Gary sat with the consultant and discussed his deals and his process like an “autopsy” and was able to identify the things that were missing: for example, he wasn't doing in-depth interview preparation, or he wasn't following up and driving processes properly, or at times wasn't clarifying salary and starting date earlier in the process. Once these things were fixed or tweaked, the flood gates opened.

 

That agent became one of our first +¥60 million billers that Randstad Professionals in Japan ever had — in the next year, which was his first full year in recruitment,” Gary says. “For me, these kinds of stories are what it’s all about. I started to see that I could help new or good recruiters realize their potential to become great recruiters.”

 

For Gary, the key to grooming good agents is removing all the fear that they put on themselves by showing them trust.

 

Make sure that trust is sincere,” he says, “When they're not doing well, they'll beat themselves up. They don't need me to do that for them most of the time. If I can show my consultants that I am committed to something bigger and better, and we share that commitment together, that goes a long way to them wanting to be accountable. From this aspect of my job I came to understand that I can actually improve the quality of life of the people in Randstad Professionals as well as my external candidates and clients, and by doing that Randstad Consultants can improve the quality of life of the candidates that they work with as they place them with their clients. There is a massive ripple effect that I can create from here.”

 

“My success is built on the success of the people that are in my team,” Gary says. “I tell my consultants, ‘Come take my job. Because if you do, it will mean we’re all succeeding together.

 

==========================

Click HERE to watch the video of Gary introducing his team.

team introduction.png

Fly Eagles, fly

▲ Gary is a husband and father of two. Here he is at his son’s school orientation.
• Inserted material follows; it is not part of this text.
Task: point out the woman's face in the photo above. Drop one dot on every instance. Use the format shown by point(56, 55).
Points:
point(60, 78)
If you ask Gary what his ultimate future goal is at Randstad, he’ll tell you, “I want to start my career progression more toward becoming a winning sports General Manager or GM like Howie Roseman versus being a player, captain, or coach.”

 

Roseman is the General Manager of the NFL’s Philadelphia Eagles.

 

“I want to be a GM,” Gary clarifies. “What Howie is doing is completely transforming that organization. In a way, he's improving the quality of life for his organization and the people in Philadelphia by building the team. He's getting star players and he's working magic to make it happen. So, I feel I can do the same thing here at Randstad. I can put together a winning team by putting all the right people in the right seats. I want all of us to win by finding and surrounding ourselves with star players and high-potentials that are also highly motivated good people.”

 

Gary has his eyes on his mission and purpose, and he feels Randstad is the right place to achieve them. Like a football GM finding the organization that he can lead to a championship, he wants to harness his “winning ways” and lead a dominant, market-leading team of recruiters. Among his loftier goals internally is the desire to carve out several new businesses that are focused around his back-office market niche.

 

See, when Howie Rosmean helped deliver the first Super Bowl championship to Philadelphia, it uplifted the city and gave them something to feel proud of. For Gary, this kind of impact tracks spiritually with his lifelong goal of supporting his clients as they improve the working lives of their people, and at Randstad, he feels he has a great opportunity to do that very thing.

 

I can be tough at times, but I'm also fair,” Gary says, musing about his GM mentality. “I'm candid and I'm not scared to provide direct feedback, nor receive feedback too. But it should never be seen as a criticism between us. My consultants and I will always be on an even keel. I'm a coach before I'm a manager and I'm not afraid to be hands-on. It’s an incredibly rewarding feeling to see our division succeed. Few things make me happier than when I see our people perform well and earn big bonuses in the process.”